Somalie. Les élections doivent être finalisées dans un contexte d’aggravation de la sécheresse, selon le Conseil de sécurité |

James Swan, Représentant spécial du Secrétaire général et chef de la Mission d’assistance des Nations Unies en Somalie (UNSOM), a informé les ambassadeurs des récents développements politiques – y compris la conclusion des élections à la Chambre haute du Parlement et des élections à la Chambre du peuple en cours – ainsi comme l’augmentation des attaques du groupe militant Al-Shabaab et l’aggravation de la crise humanitaire déclenchée par l’une des pires sécheresses de la région depuis des décennies.

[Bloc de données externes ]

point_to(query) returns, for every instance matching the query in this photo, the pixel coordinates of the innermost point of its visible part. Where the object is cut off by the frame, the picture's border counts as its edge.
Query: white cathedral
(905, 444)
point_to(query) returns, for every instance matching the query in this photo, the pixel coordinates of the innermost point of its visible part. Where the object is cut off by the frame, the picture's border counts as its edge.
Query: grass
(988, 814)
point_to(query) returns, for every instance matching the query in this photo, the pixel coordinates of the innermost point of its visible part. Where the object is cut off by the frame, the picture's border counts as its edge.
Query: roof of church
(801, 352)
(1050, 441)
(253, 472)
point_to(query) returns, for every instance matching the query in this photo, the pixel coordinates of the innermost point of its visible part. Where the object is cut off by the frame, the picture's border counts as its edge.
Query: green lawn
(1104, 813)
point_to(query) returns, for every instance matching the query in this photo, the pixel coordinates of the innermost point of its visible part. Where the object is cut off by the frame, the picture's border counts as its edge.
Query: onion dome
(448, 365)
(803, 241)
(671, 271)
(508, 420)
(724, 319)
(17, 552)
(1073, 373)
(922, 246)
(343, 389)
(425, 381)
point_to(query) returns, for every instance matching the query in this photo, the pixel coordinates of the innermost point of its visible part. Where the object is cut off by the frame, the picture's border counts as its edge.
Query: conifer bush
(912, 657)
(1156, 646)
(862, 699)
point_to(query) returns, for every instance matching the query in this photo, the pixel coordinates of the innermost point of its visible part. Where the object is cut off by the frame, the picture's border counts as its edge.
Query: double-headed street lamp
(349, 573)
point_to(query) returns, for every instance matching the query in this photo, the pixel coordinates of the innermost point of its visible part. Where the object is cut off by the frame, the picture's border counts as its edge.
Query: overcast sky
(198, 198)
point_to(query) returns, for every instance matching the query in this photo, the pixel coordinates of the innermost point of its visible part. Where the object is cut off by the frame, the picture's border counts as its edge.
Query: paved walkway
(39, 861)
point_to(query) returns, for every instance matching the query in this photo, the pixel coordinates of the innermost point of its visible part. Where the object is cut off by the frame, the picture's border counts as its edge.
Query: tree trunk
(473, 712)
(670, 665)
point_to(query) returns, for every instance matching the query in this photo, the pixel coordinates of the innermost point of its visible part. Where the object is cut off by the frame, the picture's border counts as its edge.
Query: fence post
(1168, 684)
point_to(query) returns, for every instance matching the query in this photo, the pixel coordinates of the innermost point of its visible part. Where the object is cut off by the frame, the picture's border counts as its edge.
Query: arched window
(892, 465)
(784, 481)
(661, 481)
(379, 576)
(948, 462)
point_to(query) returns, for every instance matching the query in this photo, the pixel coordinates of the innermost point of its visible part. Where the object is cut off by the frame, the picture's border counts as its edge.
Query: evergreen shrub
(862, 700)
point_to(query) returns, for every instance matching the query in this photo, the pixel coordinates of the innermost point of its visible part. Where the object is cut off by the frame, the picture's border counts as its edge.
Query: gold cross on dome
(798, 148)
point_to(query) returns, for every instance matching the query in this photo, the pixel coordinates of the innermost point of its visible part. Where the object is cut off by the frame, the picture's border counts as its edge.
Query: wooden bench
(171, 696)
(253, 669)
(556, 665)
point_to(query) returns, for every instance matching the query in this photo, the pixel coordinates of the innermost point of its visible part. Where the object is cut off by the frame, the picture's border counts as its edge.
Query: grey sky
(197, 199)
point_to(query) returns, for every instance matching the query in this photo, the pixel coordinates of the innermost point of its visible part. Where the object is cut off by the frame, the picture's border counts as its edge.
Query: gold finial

(1/4) Informant le #UNSC aujourd’hui à New York, le représentant spécial de @UN, James Swan, a salué les progrès de la #Somalie dans son processus électoral, notant que 130 des 275 sièges de la Chambre du peuple ont été pourvus jusqu’à présent, et a appelé à accélérer le vote pour les sièges restants. pic.twitter.com/6QPhah33hd

– UNSOM (@UNSomalia) 15 février 2022 Élection critique

Le Représentant spécial a déclaré que, depuis son dernier briefing en novembre 2021, les plans électoraux – convenus pour la première fois au début de l’année – ont considérablement progressé.

« Bien qu’il s’agisse d’une évolution bienvenue, ce rythme doit être encore accéléré », a-t-il déclaré, notant que seuls 130 des 275 sièges de la Chambre du peuple ont été pourvus à ce jour.

Soulignant que 23 de ces sièges sont jusqu’à présent allés à des femmes, soit environ 22 % du total, il a déclaré que ce nombre était bien en deçà du quota de 30 % de femmes convenu pour les dirigeants politiques du pays, et a exhorté tous les acteurs à redoubler d’efforts efforts pour atteindre cet objectif.

Alors que les tensions politiques entre certains dirigeants somaliens continuent de s’enflammer sporadiquement – en grande partie à cause de « postures et d’attitudes précaires » – il a indiqué qu’elles ont jusqu’à présent été rapidement maîtrisées.

« Pourtant, un risque réel demeure qu’une erreur de calcul puisse conduire ces tensions à dégénérer en conflit », a-t-il averti.

Attaques militantes

Dans le domaine de la sécurité, le groupe militant Al-Shabaab continue de représenter une menace majeure pour la sécurité de la Somalie, la région de Banadir et les États du Sud-Ouest servant de centre d’opérations.

Ces derniers mois ont également vu une augmentation de l’utilisation d’engins explosifs improvisés et un nombre croissant d’attaques dans la capitale, Mogadiscio, faisant des victimes civiles.

Notant que la future configuration de la Mission de l’Union africaine en Somalie, connue sous le nom d’AMISOM, est actuellement en cours d’examen, M. Swan a déclaré que l’ONU est engagée dans des discussions avec le gouvernement fédéral de la Somalie, l’Union africaine et les principaux donateurs, sur divers aspects techniques. de son futur mandat et de sa configuration.

Des progrès ont également été enregistrés dans la mise en œuvre du Plan de transition somalien, qui est essentiel à la fois pour la reconfiguration de la Mission et pour déterminer la rapidité avec laquelle elle transférera les responsabilités aux forces de sécurité somaliennes.

Perspectives humanitaires « extrêmement désastreuses »

Pendant ce temps, la Somalie et la région élargie de la Corne de l’Afrique sont confrontées à l’une des sécheresses les plus graves depuis des décennies.

M. Swan a averti le Conseil que quelque 7,7 millions de Somaliens ont besoin d’aide humanitaire cette année, dont 4,3 millions touchés par la sécheresse et plus de 270 000 déplacés.

Selon l’évaluation récente de la sécurité alimentaire et de la nutrition en Somalie, publiée par l’Organisation des Nations Unies pour l’alimentation et l’agriculture (FAO), plus de 1,4 million d’enfants en Somalie – près de la moitié de la population de moins de cinq ans du pays – sont susceptibles de souffrir de malnutrition aiguë en raison à la sécheresse persistante.

Une grave pénurie d’eau a contraint les familles à migrer vers les centres urbains et périurbains, venant s’ajouter aux 2,9 millions de personnes déjà déplacées par les conflits et le changement climatique. Depuis novembre 2021, les prix de l’eau dans certaines des régions les plus touchées ont augmenté de 72 %.

Avertissant le Conseil que le Plan de réponse humanitaire des Nations Unies pour la Somalie n’est actuellement financé qu’à 2 %, le Représentant spécial a réitéré son appel aux donateurs pour qu’ils augmentent leur soutien.